When the Neighbor Came to Make a Phone Call
GALERIE PETRA VANKOVA
February 5–March 12
25-02-2011 08:00 | Travis Jeppesen
A quiet resentment has been evident in relations between Czechs and Germans for much of the past century. Among other events, the expulsion by force of more than three million ethnic Germans residing in the Czech Sudetenland following World War II has left an unhealed scar that forms the symbolic border dividing the two nations. A new short film work by Mark Ther, Pflaumen (Plums), 2011, poignantly examines this affair through the simple story of a young Sudeten German boy and his mother. Alongside a new work by Ondrej Brody and Kristofer Paetau, it is one of the highlights in this group exhibition, which also includes pieces by Martin Kohout and Ivan Svoboda, gathering bold new statements in young Czech art.
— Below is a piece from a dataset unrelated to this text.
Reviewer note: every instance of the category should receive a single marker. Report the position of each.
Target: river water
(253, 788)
It could be said that the goal of Brody and Paetau’s ongoing collaborative project is to test the permissive limits of the “contemporary.” While it might be true that “anything goes” in contemporary art (as long, presumably, as one can sell it), effectively signaling the death of the avant-garde, these artists still manage to find novel ways to shock, disgust, and offend in their interventionist actions, which in the past have included vomiting at art fairs, making carpets out of dog fur, and performing uninvited analingus on a male curator at an opening. In their latest video, Ein lebendiger Gartenzwerg in Bad Ems (Live Garden Gnome in Bad Ems), 2010, the pair hired Josef Zeman, a Czech actor of small stature, to embody a garden gnome––that universal symbol of rural German kitsch––in the Rhineland village of Bad Ems. The action not only furthers the artists’ excavation of bad taste but characteristically serves as a sociopolitical provocation, as a narrator in the work points out (in absurdly German-accented English): “A recent problem was the production of cheap garden gnomes by plagiarism, which came . . . from Eastern Europe. Accordingly, the Live Garden Gnome in Bad Ems also comes from Eastern Europe since it was cheaper than a German one.”